Orchestrated by FuturICT, which is basically a consortium of preeminent scientists, computer science centers around the world, and high-power computing (HPC) installations, the Living Earth Simulator hopes to correlate huge amounts of data — including real-time sources such as Twitter and web news — and extant, but separate approaches currently being used by other institutions, into a big melting pot of information. To put it into scientific terms, the LES will analyze techno-socio-economic-environmental (!) systems. From this, FuturICT hopes to reveal the tacit agreements and hidden laws that actually govern society, rather than the explicit, far-removed-from-reality bills and acts that lawmakers inexorably enact…

The timing of EU’s billion-euro grant is telling, too. As you probably know, the European Union is struggling to keep the plates spinning, and the LES, rather handily, will probably be the most accurate predictor of economic stability in the world. Beyond money, though, it is hoped that the LES and PNS can finally tell us why humans do things, like watch a specific TV show, buy a useless gadget, or start a revolution.

Looking at the larger picture, the Living Earth Simulator is really an admission that we know more about the physical universe than the social.

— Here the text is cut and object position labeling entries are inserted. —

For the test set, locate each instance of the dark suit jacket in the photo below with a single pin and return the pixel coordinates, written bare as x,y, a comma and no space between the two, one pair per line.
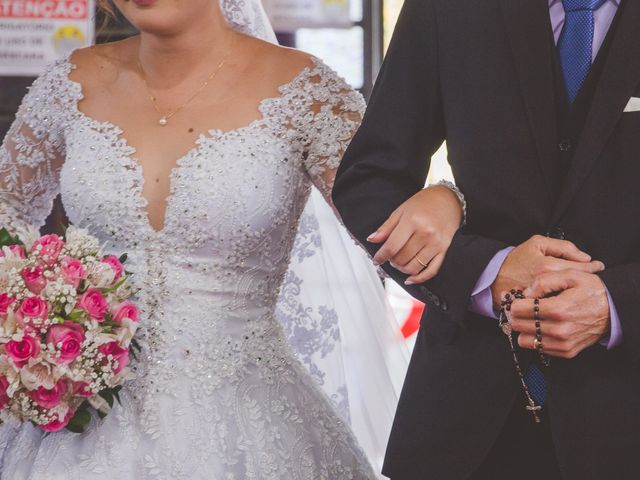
479,74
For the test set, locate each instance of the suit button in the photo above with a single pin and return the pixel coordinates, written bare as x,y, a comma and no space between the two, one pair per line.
565,145
558,233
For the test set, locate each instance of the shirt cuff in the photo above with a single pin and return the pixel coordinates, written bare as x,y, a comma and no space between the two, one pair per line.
615,334
481,298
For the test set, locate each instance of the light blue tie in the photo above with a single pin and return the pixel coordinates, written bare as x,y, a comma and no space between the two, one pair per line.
576,43
576,53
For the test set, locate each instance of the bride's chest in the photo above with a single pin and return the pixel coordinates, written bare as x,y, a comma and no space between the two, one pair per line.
242,183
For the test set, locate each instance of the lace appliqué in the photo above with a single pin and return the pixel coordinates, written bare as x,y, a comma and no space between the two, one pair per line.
219,393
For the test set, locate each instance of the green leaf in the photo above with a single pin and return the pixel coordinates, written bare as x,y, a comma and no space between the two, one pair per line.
80,419
6,239
75,315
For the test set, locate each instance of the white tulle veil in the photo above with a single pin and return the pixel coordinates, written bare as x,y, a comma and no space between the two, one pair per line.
333,305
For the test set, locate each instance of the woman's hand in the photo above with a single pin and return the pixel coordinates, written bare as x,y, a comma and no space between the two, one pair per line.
418,233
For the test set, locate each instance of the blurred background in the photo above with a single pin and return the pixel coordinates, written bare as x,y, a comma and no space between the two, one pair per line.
351,36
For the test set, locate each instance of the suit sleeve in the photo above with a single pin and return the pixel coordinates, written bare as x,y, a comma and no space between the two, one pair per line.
389,158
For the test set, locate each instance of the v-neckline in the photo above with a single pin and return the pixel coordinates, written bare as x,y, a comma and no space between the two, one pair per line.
210,135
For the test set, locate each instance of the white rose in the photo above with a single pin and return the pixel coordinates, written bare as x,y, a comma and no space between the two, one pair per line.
101,275
37,375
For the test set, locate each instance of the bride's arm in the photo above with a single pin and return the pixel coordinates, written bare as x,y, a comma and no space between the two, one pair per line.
422,227
30,158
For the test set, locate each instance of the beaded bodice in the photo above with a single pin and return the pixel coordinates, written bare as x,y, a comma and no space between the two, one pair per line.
209,279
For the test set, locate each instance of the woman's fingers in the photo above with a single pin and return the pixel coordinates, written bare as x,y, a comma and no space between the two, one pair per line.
396,241
428,273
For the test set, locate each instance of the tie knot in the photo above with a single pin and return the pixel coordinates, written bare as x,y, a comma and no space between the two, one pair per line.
577,5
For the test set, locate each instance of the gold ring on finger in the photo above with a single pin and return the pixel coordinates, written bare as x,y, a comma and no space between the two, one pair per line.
424,265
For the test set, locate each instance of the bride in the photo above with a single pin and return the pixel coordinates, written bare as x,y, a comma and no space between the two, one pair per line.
218,393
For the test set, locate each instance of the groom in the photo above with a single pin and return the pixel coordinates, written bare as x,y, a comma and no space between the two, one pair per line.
538,103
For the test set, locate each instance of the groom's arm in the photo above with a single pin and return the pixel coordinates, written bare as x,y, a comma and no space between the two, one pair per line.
389,158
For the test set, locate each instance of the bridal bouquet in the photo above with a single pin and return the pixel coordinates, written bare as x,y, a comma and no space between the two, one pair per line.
66,329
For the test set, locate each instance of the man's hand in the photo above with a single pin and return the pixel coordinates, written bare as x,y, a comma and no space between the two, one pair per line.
537,256
417,235
576,318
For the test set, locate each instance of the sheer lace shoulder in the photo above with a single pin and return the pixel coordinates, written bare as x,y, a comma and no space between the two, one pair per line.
327,114
33,150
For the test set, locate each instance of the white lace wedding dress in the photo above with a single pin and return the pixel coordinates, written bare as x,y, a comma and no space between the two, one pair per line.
219,393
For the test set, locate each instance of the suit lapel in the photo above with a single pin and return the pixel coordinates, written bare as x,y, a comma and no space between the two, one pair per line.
529,29
618,81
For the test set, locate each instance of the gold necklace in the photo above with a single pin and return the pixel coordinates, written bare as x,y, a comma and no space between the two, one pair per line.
164,117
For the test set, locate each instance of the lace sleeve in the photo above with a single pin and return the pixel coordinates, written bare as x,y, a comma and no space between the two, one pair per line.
336,113
32,154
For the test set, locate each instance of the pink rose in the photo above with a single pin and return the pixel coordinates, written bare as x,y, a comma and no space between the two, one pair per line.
119,354
21,351
125,310
67,339
32,312
81,389
49,398
5,303
94,303
48,248
60,422
34,279
16,250
4,385
115,264
73,271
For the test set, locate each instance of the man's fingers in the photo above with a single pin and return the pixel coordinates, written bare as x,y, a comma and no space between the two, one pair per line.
429,272
563,249
382,234
550,346
553,282
549,309
558,264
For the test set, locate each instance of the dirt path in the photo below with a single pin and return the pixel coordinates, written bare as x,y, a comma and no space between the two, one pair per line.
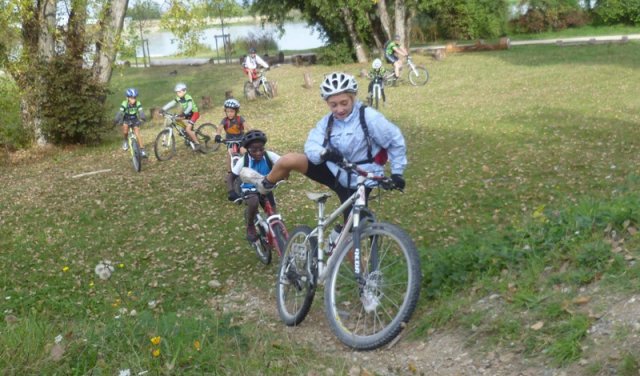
446,352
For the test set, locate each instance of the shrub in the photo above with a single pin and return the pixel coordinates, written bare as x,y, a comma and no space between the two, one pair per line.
12,134
72,104
612,12
545,15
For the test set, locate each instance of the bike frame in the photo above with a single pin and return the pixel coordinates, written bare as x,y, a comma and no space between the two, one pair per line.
268,224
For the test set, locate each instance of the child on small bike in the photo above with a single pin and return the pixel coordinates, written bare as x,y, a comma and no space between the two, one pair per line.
189,112
131,115
394,52
234,127
377,72
260,160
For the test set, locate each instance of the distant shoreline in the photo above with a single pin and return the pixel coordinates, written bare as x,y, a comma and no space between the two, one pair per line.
152,26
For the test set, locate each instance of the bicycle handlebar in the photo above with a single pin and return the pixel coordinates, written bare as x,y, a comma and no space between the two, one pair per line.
384,181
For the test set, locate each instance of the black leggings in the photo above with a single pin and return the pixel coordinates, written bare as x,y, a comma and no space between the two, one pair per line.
321,174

We can predict with startling accuracy whether an asteroid will hit Earth, but we know scant little about how society might actually react to an extinction-level event. We plough billions of dollars into studying the effects and extent of climate change, but what if understood enough of the psychology and sociology behind human nature to actually change our behavior?

I don’t know about the prospects of such a project but if the BBC is reporting on it, perhaps it has a future.

A couple of statements in the description above intrigue me:

1. The simulator will help uncover “the tacit agreements and hidden laws that actually govern society.” Do most social scientists think this is possible if we only had enough data and the right simulator?

2. The comparison between the natural and social sciences is telling. The portrayal here is that the natural sciences have come a lot further in studying nature than social scientists in studying human behavior. Is this true? Is this a fair comparison – natural systems vs. social systems? How much “unknown knowledge” is really in each realm?

3. The coding for this project must be immense.

4. The article makes no mention of utilizing social scientists to help develop this project and analyze the data though the group behind it does have some social scientists on board.